Das Urteil: Die Prämisse beibehalten, das Werk neu gemacht

Fünf Staffeln basieren auf einer einzigen Idee, die aus achtundzwanzig Ausgaben übernommen wurde. Es ist ein wenig und es reicht – vorausgesetzt, Sie verstehen, welche der Ideen die richtige war.

Häufig gestellte Fragen

Nur unter der Prämisse: Gehirne essen, Erinnerungen erben. Job, Entourage, Genre und Gesamthandlung werden überarbeitet. Auf dem Papier ist die Heldin eine Totengräberin auf einem Friedhof und steht in einem klassischen Fantasy-Stil mit einem Geist, einer Seele und einem Lykanthropen in Kontakt.

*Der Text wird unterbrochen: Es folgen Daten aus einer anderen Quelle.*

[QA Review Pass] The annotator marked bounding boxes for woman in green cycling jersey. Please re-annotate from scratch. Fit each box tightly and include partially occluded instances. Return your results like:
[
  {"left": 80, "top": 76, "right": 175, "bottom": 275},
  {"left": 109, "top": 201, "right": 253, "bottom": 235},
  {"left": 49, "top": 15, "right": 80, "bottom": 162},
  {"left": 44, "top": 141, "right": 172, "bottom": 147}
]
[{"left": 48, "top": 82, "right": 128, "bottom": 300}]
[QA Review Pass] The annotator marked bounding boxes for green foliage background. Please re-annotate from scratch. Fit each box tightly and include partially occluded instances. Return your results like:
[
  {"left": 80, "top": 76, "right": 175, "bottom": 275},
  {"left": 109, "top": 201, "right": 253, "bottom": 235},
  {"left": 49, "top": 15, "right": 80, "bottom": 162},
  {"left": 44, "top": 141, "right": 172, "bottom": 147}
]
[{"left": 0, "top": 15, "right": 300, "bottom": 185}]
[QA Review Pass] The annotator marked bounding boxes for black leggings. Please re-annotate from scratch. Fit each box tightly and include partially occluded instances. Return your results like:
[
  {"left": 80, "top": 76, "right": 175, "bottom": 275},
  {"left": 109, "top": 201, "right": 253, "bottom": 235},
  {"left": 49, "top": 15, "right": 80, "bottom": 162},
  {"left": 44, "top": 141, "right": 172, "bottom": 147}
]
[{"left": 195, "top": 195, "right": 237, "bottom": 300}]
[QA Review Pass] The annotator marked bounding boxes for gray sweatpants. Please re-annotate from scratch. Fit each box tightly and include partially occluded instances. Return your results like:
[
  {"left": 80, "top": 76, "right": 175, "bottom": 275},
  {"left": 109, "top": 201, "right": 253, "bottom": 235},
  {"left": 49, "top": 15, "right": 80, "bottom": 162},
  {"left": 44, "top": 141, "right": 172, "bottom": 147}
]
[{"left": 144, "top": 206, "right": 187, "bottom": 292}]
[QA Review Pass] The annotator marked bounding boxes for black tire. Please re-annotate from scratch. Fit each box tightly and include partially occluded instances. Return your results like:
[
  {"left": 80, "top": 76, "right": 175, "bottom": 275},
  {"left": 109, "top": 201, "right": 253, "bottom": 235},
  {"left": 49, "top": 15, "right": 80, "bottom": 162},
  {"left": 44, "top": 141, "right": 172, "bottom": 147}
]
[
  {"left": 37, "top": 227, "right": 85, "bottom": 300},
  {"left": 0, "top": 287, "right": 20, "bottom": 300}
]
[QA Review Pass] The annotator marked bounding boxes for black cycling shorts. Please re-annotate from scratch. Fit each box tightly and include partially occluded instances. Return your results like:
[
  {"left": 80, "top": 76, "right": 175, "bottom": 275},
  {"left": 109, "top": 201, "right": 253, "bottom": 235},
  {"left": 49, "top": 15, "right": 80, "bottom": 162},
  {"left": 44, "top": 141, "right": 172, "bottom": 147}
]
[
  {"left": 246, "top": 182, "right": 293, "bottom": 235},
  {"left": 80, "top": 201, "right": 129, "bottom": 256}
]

Das ist keine Laune, sondern eine notwendige Konsequenz. Um die Prämisse als Ermittlungsmotor zu nutzen, ist der Zugang zu frischen Leichen ermordeter Menschen erforderlich. Ein Totengräber hat keine; ein forensischer Pathologe, ja. Die sichtbare Modifikation ist das zweite Glied in einer Kette, von der das erste unsichtbar ist.

Innere Transformation. In jeder Episode nimmt die Heldin eine andere Persönlichkeit an: Stimme, Vortrag, Haltung, Blick. Auf dem Papier wird eine solche Änderung durch den Text erklärt und bleibt konventionell; Auf dem Bildschirm wird es durch einen Körper demonstriert. Es ist das ehrliche Gegenstück zu allem, was die Seite besser macht.

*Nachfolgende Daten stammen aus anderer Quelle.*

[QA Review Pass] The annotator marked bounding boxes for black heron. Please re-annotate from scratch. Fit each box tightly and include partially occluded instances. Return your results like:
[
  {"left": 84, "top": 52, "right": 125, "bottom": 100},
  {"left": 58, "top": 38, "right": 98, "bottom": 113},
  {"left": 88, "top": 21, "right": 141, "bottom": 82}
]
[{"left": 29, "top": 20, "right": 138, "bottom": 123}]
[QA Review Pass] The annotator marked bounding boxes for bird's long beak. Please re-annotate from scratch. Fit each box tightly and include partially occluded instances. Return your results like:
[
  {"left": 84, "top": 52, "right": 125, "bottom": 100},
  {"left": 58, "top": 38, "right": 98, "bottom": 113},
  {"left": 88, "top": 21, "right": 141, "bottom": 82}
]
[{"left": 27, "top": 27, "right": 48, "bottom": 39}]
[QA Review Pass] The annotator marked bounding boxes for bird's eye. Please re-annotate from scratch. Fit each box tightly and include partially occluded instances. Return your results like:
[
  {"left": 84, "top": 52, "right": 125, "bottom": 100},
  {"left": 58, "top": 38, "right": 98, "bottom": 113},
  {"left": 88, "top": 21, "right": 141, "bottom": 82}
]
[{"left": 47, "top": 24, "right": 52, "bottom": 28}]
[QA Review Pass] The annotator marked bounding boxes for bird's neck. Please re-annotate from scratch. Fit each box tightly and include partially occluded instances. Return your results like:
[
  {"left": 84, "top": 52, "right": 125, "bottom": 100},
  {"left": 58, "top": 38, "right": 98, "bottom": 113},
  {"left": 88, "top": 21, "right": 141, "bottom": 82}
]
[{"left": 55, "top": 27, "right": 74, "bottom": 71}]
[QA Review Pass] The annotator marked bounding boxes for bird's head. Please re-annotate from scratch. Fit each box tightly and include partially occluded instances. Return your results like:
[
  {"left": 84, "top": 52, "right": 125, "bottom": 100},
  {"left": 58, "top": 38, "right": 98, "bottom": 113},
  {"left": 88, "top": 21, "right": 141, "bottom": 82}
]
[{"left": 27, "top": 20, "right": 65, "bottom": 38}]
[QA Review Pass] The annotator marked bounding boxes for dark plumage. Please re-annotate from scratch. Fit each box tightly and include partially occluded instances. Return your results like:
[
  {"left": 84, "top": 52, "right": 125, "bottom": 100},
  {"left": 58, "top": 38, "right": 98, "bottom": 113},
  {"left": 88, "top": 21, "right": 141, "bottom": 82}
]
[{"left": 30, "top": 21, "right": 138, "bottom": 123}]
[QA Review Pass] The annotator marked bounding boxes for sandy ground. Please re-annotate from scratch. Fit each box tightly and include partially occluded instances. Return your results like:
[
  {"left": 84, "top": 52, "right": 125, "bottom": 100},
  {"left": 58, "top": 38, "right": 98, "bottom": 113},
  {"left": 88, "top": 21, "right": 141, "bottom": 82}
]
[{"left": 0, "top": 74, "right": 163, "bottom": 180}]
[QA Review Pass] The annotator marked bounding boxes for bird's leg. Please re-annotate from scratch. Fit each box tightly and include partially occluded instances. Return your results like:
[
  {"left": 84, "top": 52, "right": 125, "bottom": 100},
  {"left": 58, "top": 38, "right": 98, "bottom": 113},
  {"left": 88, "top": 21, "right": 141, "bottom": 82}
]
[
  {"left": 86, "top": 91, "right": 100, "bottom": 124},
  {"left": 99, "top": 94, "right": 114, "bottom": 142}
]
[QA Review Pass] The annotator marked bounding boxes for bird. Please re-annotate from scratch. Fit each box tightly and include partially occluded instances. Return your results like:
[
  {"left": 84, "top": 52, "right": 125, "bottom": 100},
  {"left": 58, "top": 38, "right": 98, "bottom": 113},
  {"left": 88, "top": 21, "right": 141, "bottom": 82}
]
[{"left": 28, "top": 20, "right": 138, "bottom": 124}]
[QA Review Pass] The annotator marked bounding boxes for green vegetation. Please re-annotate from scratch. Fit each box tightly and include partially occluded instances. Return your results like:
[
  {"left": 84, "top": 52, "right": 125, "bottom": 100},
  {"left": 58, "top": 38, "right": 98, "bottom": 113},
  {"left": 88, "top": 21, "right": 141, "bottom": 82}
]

Seine Linie ist klar, leuchtend, geradezu retro – nah an den Konventionen der 1960er Jahre. Auf eine Geschichte über die lebenden Toten angewendet, erzeugt diese Verschiebung eine Fremdartigkeit, die das Thema allein nicht hätte. Dies ist die Essenz des Eindrucks, den der Comic hinterlässt.

iZombie #1 (2010). 💡 Wichtiger Punkt: Dieser Schlüssel ist einem Autor zugeordnet, nicht einer Figur. Ein Charakterschlüssel hängt von Studioentscheidungen ab; Ein Autorenschlüssel hängt vom Ruf eines gesamten Werks ab, der sich langsam und selten nach unten bewegt. Schauen Sie sich Allreds gesamtes Werk an – seine anderen frühen Ausgaben sind oft viel billiger.